Studio album by Barbra Streisand
- Released: October 1966
- Recorded: November 1965–October 1966
- Studio: Columbia 7th Ave, New York City; Columbia 30th Street, New York City;
- Genre: Pop
- Length: 34:23
- Language: English, French
- Label: Columbia
- Producer: Ettore Stratta

Barbra Streisand chronology
| Color Me Barbra (1966) | Je m'appelle Barbra (1966) | Simply Streisand (1967) |

Singles from Je m'appelle Barbra
- "Free Again" Released: September 1966;

= Je m'appelle Barbra =

Je m'appelle Barbra (1966) is the eighth studio album released by American singer Barbra Streisand. She sings much of the album in French.

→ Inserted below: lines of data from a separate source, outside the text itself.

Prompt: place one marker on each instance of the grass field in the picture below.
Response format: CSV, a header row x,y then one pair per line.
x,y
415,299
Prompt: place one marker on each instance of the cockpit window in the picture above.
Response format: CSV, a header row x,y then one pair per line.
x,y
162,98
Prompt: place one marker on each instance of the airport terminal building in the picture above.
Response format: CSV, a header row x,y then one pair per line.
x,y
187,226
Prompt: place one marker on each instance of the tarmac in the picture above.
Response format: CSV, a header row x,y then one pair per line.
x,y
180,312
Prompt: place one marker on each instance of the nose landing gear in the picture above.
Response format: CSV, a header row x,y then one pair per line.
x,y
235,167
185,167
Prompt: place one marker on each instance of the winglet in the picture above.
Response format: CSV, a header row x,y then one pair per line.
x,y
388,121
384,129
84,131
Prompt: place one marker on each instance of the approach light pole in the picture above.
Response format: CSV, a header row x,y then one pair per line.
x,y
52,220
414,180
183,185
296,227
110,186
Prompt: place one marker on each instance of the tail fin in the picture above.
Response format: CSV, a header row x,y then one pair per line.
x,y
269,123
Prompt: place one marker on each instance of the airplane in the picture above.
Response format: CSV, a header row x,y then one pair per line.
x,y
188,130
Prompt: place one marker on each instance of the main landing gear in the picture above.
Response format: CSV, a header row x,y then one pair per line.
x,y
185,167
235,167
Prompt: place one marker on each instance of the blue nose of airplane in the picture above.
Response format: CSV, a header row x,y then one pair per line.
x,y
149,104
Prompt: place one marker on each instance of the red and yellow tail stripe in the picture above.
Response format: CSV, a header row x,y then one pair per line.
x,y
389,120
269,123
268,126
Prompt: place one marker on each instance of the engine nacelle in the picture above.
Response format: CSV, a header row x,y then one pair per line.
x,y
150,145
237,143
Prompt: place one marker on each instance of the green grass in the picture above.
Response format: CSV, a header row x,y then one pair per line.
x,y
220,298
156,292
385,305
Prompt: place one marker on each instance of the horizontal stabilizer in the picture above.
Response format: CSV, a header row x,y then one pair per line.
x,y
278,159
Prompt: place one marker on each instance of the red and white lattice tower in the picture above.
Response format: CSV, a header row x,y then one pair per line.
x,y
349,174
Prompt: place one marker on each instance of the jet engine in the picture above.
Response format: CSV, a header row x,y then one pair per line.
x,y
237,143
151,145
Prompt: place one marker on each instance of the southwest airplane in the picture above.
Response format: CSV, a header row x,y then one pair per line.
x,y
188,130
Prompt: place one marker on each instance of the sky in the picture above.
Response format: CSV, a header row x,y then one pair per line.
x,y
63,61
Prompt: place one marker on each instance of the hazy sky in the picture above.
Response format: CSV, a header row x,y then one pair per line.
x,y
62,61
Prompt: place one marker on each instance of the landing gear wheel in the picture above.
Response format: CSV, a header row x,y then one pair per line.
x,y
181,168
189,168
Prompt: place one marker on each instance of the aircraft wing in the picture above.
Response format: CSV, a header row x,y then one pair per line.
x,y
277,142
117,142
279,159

The album peaked at #5 on the Billboard 200, and was certified gold by the RIAA on April 24, 2002, almost 36 years after its original release. It was also Streisand's last album to make the Top 10 until 1971, when Stoney End reached #10.

Professional ratings
Review scores
| Source | Rating |
| Allmusic | link |

==Track listing==

===Side one===
1. "Free Again" (Joss Baselli, Armand Canfora, Robert Colby, Michel Jourdan) – 3:43
2. "Autumn Leaves" (Joseph Kosma, Johnny Mercer, Jacques Prévert) – 2:50
3. "What Now My Love" (Gilbert Bécaud, Pierre Delanoë, Carl Sigman) – 2:41
4. "Ma première chanson" (Eddy Marnay, Barbra Streisand) – 2:19
5. "Clopin clopant" (Bruno Coquatrix, Pierre Dudan, Kermit Goell) – 3:10
6. "Le Mur" (Charles Dumont, Michel Vaucaire)– 2:34

===Side two===
1. "I Wish You Love" (Albert A. Beach, Léo Chauliac) – 3:01
2. "Speak to Me of Love" (Jean Lenoir, Bruce Sievier) – 2:52
3. "Love and Learn" (Norman Gimbel, Michel Legrand, Marnay) – 2:29
4. "Once Upon a Summertime" (Eddie Barclay, Legrand, Marnay, Mercer) – 3:37
5. "Martina" (Legrand, Hal Shaper) – 2:21
6. "I've Been Here" (Dumont, Earl Shuman, Vaucaire) – 2:31

==En Français EP==
An EP was released in Europe in July 1966 called "Barbra Streisand En Français" with four French recordings:
1. "Non c'est rien" ('Free Again' - French version)
2. "Les enfants qui pleurent" ('Martina' - French version)
3. "Et la mer"
4. "Le Mur" ('I've Been Here' - French version)

==Single==
1. "Free Again" / "I've Been Here" 1966

==Personnel==
- Barbra Streisand – vocals
- Michel Legrand – arranger, conductor
- Ray Ellis – arranger, conductor (on "What Now My Love")
- Maurice Chevalier – liner notes
- Nat Shapiro – liner notes
- Richard Avedon – cover photographer

==Notes==
Je m'appelle Barbra contains Streisand's first songwriting credit, for "Ma première chanson".

This album marks the first time Streisand collaborated with Michel Legrand, who arranged and conducted most of the album.

The album cover was photographed by Richard Avedon.

A song called "Look" was also recorded for this album, but was used as a b-side to the single: "Stout-Hearted Men" from Barbra's next album Simply Streisand (1967).

==Charts==

| Chart | Peak position |
|---|---|
| US Billboard 200 | 5 |
| US Cashbox Top Albums | 4 |

==Certifications==

| Region | Certification | Certified units/sales |
| United States (RIAA) | Gold | 500,000^{^} |
^{^} Shipments figures based on certification alone.